By analyzing the flocking behavior of heavy metal concert goers in mosh pits, Cornell University researchers discovered that their collective actions closely approximate the way particles work in a two-dimensional gas.
While it might seem like frivolous work, this study has serious implications for understanding how people move in panic situations, like when fleeing from an emergency or when embroiled in a riot. By analyzing and simulating seemingly chaotic human behaviors — like flocking situations in this case — the researchers built a simplified model that could help designers create buildings and other structures to mitigate these risks.
And indeed, what could be better than studying mosh pits and circle pits? Long a staple of heavy metal and punk shows, they exemplify chaotic, swarming human behavior. In mosh pits, concert attendees move randomly, colliding with one another in an undirected fashion.
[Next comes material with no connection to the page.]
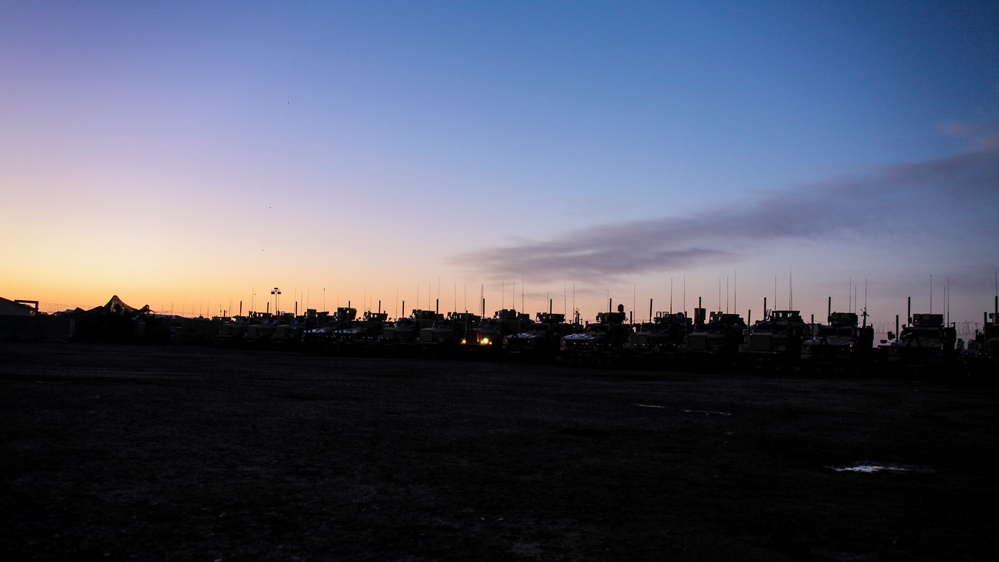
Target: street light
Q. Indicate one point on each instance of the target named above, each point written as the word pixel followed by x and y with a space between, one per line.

A circle pit is where attendees form a swirling vortex.
Lead researcher Matthew Bierbaum analyzed and modeled these motions by watching mosh pits and circle pits featured in YouTube videos.
“Qualitatively, this phenomenon resembles the kinetics of gaseous particles, even though moshers are self-propelled agents that experience dissipative collisions,” writes Bierbaum in the study. His models show that moshers collide with each other randomly and at a distribution of speeds that resembles particles in a two-dimensional gas.